Are your travel habits making journeys more expensive?

Here's a TV piece I've just done on Oyster data and how it can now be analysed to show how good commuters are at finding the cheapest fares.

The research has been carried out at University College London (UCL) by a post-doctorate researcher Neal Lathia (@neal_lathia, external). His website is here, external.

What the researchers have done is analyse Oyster data from Transport for London, external (TfL) over a set period and extrapolate the findings over a year. It covers data from the Tube, buses and DLR.

They claim it shows that actually most commuters' journeys are extremely predictable and that many Londoners don't buy the cheapest ticket.

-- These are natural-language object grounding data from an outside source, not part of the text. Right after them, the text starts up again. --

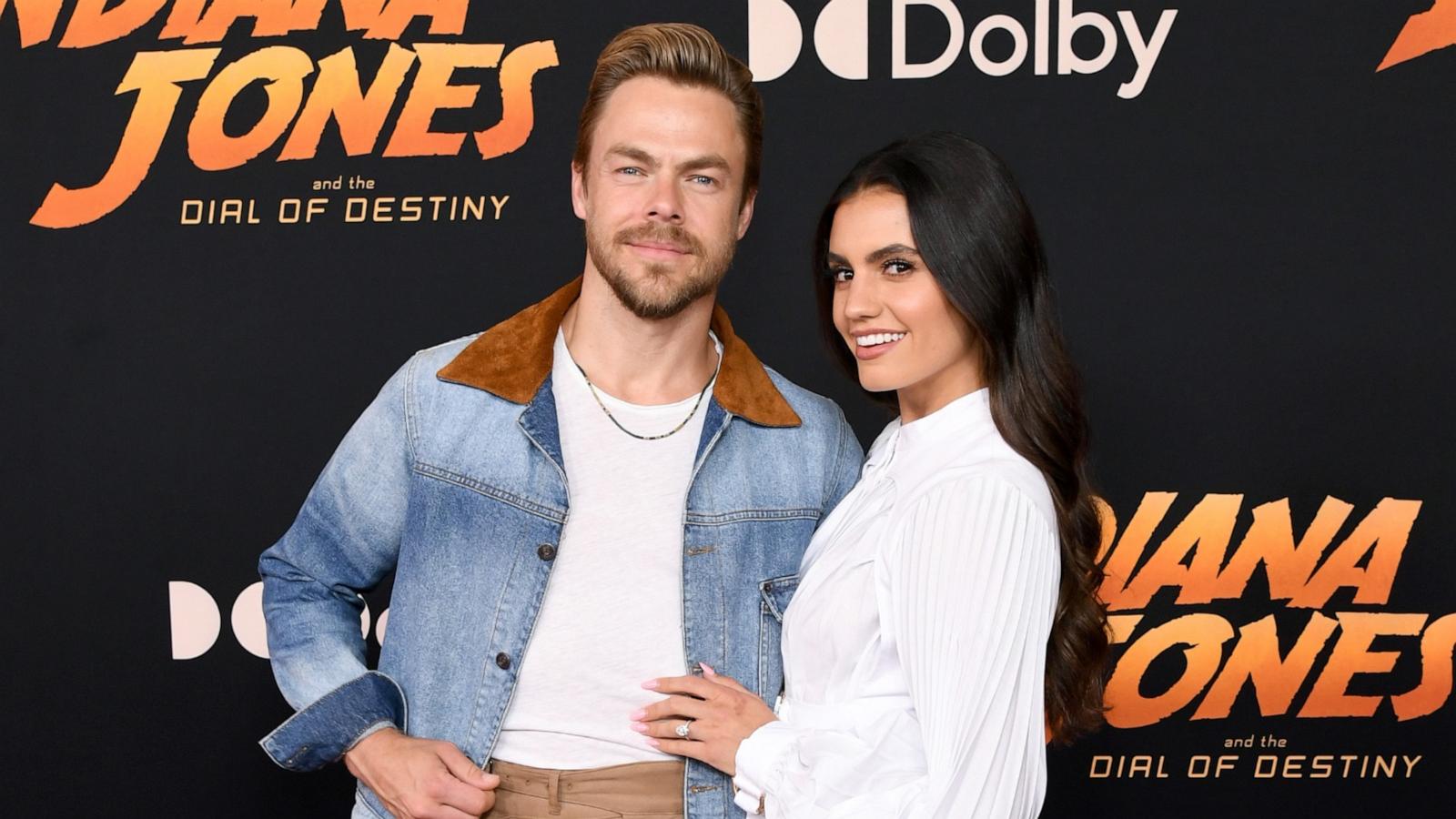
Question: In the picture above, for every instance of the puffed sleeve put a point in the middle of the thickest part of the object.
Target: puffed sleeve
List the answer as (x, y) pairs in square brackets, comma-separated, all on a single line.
[(968, 591)]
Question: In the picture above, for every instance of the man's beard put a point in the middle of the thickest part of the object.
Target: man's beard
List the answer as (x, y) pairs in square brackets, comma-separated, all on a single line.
[(660, 296)]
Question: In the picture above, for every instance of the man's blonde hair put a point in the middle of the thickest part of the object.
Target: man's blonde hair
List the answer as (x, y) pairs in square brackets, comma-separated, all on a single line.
[(683, 55)]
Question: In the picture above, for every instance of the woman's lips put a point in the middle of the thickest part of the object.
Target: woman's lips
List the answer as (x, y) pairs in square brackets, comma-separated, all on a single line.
[(868, 353)]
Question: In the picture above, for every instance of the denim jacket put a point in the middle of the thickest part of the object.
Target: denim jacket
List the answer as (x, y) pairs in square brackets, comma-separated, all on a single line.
[(453, 480)]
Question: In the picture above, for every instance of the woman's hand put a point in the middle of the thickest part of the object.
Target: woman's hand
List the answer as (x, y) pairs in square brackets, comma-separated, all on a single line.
[(718, 712)]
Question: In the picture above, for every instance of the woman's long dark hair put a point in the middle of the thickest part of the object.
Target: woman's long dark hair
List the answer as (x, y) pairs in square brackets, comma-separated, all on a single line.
[(979, 241)]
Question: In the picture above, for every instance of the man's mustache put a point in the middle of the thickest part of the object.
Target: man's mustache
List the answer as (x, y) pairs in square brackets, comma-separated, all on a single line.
[(660, 234)]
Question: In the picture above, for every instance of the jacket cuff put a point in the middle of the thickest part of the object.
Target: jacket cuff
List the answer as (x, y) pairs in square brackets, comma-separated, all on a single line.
[(759, 763), (334, 723)]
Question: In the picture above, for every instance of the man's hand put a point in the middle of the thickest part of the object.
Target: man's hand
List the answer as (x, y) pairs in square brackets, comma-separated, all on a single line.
[(421, 778)]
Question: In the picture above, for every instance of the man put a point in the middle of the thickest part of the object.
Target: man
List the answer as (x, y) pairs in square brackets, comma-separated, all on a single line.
[(606, 487)]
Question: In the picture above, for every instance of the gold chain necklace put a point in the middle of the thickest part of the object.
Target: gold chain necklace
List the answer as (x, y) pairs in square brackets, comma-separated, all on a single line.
[(683, 423)]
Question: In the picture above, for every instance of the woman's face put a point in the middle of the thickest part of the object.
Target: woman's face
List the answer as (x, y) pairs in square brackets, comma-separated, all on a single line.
[(902, 329)]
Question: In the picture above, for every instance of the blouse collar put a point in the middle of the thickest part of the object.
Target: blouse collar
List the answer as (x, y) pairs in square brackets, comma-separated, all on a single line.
[(926, 440)]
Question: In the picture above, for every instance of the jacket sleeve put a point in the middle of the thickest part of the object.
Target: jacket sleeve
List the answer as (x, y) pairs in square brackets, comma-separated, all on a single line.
[(970, 589), (344, 541)]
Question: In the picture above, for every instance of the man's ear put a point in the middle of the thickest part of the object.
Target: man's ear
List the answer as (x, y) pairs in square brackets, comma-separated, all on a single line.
[(579, 189), (746, 212)]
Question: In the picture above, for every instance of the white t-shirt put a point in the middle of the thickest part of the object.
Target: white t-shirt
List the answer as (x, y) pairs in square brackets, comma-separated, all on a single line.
[(613, 610)]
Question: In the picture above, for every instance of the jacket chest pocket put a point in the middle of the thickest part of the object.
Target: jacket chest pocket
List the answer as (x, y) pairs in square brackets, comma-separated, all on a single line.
[(775, 595)]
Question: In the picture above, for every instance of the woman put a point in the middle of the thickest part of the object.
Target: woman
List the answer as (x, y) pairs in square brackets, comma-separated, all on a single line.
[(946, 620)]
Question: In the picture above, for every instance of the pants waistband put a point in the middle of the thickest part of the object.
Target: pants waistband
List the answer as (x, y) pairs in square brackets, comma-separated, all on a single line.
[(638, 787)]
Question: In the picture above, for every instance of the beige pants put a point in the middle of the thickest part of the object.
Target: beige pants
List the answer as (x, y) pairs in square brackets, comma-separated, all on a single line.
[(642, 790)]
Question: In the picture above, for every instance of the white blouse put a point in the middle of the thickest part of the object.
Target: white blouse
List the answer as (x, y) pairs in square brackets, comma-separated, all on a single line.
[(915, 646)]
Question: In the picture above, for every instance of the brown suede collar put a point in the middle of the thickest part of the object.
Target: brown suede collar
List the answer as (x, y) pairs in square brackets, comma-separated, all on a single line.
[(514, 358)]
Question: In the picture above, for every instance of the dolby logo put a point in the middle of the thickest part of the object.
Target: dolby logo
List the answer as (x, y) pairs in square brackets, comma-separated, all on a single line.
[(1026, 35)]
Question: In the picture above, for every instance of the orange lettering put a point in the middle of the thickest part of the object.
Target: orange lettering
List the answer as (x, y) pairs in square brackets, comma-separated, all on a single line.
[(1256, 658), (337, 94), (433, 92), (1436, 678), (1351, 656), (155, 76), (517, 114), (1203, 632), (284, 69)]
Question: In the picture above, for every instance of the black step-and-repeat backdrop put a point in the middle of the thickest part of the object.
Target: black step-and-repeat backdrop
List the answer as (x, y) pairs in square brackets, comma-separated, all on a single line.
[(225, 223)]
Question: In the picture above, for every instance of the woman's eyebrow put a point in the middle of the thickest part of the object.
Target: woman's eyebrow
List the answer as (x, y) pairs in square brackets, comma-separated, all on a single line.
[(897, 249)]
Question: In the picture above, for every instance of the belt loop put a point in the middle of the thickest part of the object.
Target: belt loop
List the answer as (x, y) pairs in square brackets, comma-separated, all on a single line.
[(553, 793)]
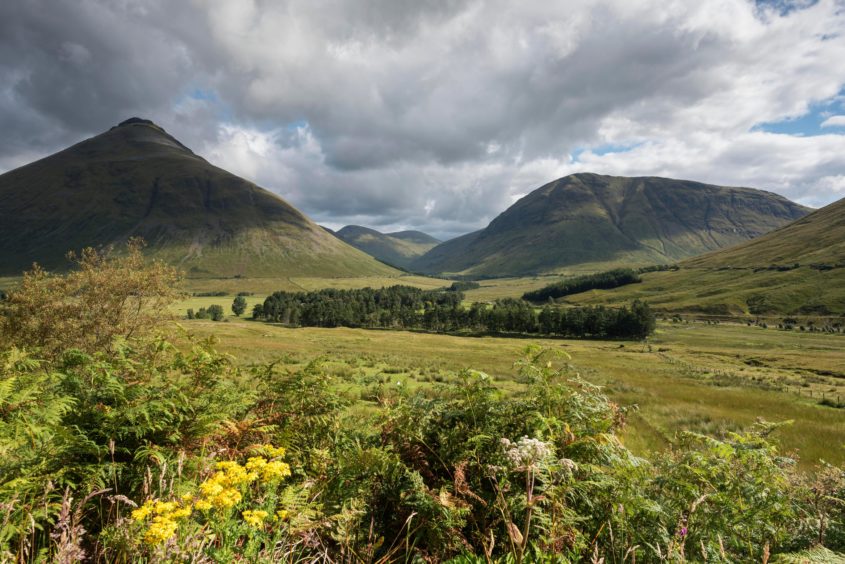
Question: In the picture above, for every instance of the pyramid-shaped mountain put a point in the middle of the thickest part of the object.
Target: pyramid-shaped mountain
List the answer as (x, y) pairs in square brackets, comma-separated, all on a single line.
[(137, 180)]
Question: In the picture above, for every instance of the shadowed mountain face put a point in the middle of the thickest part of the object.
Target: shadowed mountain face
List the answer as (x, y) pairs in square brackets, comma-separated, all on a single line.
[(593, 222), (817, 238), (136, 180), (798, 270), (398, 249)]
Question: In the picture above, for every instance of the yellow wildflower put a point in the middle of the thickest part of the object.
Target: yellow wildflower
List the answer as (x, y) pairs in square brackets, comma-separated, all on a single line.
[(254, 518), (275, 470), (273, 452), (142, 512), (161, 529), (163, 507)]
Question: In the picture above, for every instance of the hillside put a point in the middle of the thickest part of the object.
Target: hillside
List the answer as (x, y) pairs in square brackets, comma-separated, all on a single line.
[(592, 222), (399, 248), (759, 277), (137, 180)]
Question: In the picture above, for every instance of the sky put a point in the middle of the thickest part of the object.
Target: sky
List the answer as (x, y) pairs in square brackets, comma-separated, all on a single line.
[(439, 114)]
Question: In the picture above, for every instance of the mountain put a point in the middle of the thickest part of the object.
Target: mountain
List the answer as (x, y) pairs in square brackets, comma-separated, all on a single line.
[(798, 269), (593, 222), (398, 249), (137, 180)]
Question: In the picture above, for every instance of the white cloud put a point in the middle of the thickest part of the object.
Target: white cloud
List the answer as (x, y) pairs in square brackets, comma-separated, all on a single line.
[(834, 121), (465, 103)]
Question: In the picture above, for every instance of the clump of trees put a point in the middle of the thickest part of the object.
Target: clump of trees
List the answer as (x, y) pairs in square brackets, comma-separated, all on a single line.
[(213, 312), (412, 308), (601, 281), (463, 286)]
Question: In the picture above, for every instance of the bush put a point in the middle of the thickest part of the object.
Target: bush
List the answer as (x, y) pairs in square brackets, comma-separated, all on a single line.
[(239, 305), (108, 296), (215, 312)]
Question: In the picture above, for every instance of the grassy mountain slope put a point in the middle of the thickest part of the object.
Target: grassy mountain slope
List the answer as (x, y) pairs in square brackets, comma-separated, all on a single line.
[(135, 179), (758, 277), (593, 222), (399, 248)]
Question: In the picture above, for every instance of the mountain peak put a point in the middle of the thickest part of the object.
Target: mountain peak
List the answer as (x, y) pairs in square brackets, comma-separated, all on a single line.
[(592, 221), (133, 120), (137, 180)]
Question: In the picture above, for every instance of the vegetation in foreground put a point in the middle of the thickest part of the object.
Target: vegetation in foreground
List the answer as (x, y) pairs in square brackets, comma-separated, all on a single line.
[(403, 307), (145, 450)]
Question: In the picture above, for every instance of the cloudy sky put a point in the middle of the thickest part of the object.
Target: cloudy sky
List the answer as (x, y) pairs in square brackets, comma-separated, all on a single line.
[(438, 114)]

For example, many use Oyster Pay As You Go when perhaps a seven-day travel card would be cheaper or an annual card would work out better. Also some people use a seven-day card and only use it twice.

Millions of Londoners making these little mistakes adds up to an overspend of £200m a year.

Figure 'overstated'

Using the data, the researchers have come up with this "decision tree, external". This explains what ticket you should be buying if you travel within zones 1 and 2. Have a go and see if it works.

What the researchers want is for TfL to use a commuter's travel data over a year to recommend what ticket would be cheapest - a bit like amazon.co.uk does when you buy a book.

TfL has welcomed the research but it said the figure is overstated.

It says what the research does not take into account is convenience and the millions of different little things that make lives unpredictable.

Also, not many people want to stump up for an annual ticket.

TfL says the Oyster card system is actually very efficient.

Certainly, Londoners are very savvy about which tickets they buy but, habit and convenience play a large part when sometimes cheaper tickets are available.